Oval argent, marshalled quarterly: I an oak eradicated trunked sable, a crow proper trussed atop the oak, II a tower Or, masoned sable and ajouré azure, III two arms armoured Or their forearms pilewise, hands naked, IV a lion rampant tenné. On base argent, a garland of six fern branches gathered at the middle by a ribbon in bow Or, atop inscribed are the initials R.Z.C.B.Y.C. The whole flanked by a branch of coffee fructed and a branch palm both proper, in a circle void inscribed with Fe Pvblica Del Estado Lybre E Yndependyente De Antioquya (Castilian: Public Faith of the Free And Independent State of Antioquia).

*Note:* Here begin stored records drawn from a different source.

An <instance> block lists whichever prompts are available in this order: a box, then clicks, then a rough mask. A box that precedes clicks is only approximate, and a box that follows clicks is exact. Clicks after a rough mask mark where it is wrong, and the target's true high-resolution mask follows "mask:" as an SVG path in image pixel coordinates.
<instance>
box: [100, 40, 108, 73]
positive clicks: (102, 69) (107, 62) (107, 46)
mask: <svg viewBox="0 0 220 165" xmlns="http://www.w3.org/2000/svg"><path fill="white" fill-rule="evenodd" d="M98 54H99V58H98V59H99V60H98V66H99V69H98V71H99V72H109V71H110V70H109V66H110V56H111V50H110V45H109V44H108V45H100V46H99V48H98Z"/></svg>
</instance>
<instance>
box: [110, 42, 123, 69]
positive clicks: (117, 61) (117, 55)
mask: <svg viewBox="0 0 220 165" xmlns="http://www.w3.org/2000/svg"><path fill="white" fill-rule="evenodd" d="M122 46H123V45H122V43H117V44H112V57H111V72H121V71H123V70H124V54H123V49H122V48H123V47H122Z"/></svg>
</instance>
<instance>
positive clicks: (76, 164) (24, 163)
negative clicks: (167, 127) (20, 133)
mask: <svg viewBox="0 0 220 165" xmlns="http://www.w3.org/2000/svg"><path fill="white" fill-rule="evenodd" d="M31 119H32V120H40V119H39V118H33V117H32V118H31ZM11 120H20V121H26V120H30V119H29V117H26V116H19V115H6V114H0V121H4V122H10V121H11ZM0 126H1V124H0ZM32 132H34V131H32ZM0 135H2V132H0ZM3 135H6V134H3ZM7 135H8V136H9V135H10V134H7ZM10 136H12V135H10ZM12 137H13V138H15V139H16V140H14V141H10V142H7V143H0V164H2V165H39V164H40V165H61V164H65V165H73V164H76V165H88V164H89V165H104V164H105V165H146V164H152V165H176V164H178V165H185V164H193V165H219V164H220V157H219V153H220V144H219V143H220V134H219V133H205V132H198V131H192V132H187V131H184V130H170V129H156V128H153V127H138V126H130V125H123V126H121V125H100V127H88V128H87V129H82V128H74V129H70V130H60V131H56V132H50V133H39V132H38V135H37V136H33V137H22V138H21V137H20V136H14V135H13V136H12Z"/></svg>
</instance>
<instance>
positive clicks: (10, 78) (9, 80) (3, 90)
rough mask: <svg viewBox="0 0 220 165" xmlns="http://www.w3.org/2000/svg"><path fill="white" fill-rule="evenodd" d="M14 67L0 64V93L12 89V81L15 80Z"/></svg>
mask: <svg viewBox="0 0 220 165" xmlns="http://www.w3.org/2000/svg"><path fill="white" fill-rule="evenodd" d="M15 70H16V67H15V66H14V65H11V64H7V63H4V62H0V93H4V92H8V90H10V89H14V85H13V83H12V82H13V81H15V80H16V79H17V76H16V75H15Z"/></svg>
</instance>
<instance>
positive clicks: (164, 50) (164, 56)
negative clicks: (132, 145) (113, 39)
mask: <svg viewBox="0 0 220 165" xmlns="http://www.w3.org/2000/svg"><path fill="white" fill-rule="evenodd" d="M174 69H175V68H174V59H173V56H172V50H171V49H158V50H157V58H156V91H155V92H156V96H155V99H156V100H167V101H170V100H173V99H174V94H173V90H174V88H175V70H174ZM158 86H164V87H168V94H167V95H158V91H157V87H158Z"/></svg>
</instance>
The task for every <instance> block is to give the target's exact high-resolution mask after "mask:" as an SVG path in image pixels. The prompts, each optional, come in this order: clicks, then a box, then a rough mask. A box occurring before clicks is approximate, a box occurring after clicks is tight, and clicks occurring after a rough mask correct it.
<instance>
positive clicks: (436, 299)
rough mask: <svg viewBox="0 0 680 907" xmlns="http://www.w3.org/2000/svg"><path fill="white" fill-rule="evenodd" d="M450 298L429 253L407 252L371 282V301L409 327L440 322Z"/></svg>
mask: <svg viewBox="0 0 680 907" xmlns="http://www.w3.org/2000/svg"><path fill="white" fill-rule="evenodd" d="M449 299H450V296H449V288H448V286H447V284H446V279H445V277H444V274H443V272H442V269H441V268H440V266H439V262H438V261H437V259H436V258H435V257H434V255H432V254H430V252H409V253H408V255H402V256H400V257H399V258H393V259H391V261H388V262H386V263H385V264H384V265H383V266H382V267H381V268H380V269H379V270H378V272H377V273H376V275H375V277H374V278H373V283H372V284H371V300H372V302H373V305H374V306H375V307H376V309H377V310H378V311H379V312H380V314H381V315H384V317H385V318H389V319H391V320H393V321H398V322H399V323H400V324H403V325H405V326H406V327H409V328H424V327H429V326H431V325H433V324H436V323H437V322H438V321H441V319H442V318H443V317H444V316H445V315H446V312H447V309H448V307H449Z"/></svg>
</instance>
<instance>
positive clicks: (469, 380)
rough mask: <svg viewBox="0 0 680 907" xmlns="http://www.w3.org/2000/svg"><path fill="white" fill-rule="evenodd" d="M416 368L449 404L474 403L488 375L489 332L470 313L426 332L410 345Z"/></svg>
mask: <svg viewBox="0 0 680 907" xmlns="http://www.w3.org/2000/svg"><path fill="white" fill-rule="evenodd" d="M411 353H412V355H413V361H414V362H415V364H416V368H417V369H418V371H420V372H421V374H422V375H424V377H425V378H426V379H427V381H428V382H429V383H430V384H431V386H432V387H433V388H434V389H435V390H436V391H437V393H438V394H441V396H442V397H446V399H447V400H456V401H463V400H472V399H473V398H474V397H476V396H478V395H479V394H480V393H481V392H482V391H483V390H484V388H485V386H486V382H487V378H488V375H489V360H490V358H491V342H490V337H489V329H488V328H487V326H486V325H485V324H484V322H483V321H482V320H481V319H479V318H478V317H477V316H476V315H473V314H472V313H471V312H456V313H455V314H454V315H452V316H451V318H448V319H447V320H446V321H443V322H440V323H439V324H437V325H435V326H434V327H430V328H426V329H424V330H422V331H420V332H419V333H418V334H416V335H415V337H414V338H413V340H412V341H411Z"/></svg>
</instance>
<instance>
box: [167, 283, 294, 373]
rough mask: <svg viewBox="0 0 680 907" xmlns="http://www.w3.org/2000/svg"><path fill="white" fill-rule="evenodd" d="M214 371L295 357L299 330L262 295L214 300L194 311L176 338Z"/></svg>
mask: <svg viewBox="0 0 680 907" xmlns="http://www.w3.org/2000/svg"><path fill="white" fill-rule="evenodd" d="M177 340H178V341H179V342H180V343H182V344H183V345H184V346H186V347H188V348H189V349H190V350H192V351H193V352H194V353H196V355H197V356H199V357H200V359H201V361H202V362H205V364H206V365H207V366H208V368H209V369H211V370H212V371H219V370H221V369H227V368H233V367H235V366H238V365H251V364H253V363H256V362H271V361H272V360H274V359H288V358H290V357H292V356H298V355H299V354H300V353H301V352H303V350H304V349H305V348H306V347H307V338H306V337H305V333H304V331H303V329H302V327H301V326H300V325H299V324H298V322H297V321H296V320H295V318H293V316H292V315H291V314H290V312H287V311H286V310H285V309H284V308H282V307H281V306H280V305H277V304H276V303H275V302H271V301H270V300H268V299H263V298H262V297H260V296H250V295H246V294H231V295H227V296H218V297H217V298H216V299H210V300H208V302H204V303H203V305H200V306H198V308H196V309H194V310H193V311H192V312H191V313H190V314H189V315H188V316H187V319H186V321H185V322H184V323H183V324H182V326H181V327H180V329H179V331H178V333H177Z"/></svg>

The design of the Great Seal was purposefully design to represent the whole territory of Antioquia; The marshalling of the escutcheon is composed with charges from the coats of arms of the cities of Santa Fe de Antioquia, Medellín, Marinilla and Rionegro in that order. The base’s initials stand for the cities not subject to departmental capitulation of Remedios, Zaragoza, Cáceres, San Bartolomé, Yolombó and Cancán (now Amalfi).

Arms borrowed[edit]

Shortly after its independence, Colombia experimented with various forms of governments from confederation to federation to dictatorship to finally a republic. During this time of transition, Antioquia, along with the other subdivision entities, used the coat of arms of Colombia as its state insignia and arms. To differentiate each state, an addition around the coat of arms was added; it consisted of an oval band in gules surrounding the coat of arms with the name of the country at the time on top, and at the bottom, separated by a star in argent at each side, the legend: Estado Soberano de Antioquia (Spanish: Sovereign State of Antioquia).

These arms were also utilized as emblems in the flags that Antioquia used during this period as no formal banner had been adopted by the department until 1962.


Escudo de Antioquia
Escudo de Antioquia.svg
Type Triple-grade Medal
Description A golden medal with the coat of arms of Antioquia inscribed and a ribbon in green and white, the colours of the flag of Antioquia.
Country Colombia
Presented by the Department of Antioquia
Status Active
Next (lower) Star of Antioquia

The Department of Antioquia’s highest civilian decoration is the Shield of Antioquia (Spanish: Escudo de Antioquia), a medal bearing the coat of arms of Antioquia in a ribbon with the colours of the flag of Antioquia. The medal comes in two categories: gold and silver, and it can be awarded by decree to individuals, corporations or institutions.[4]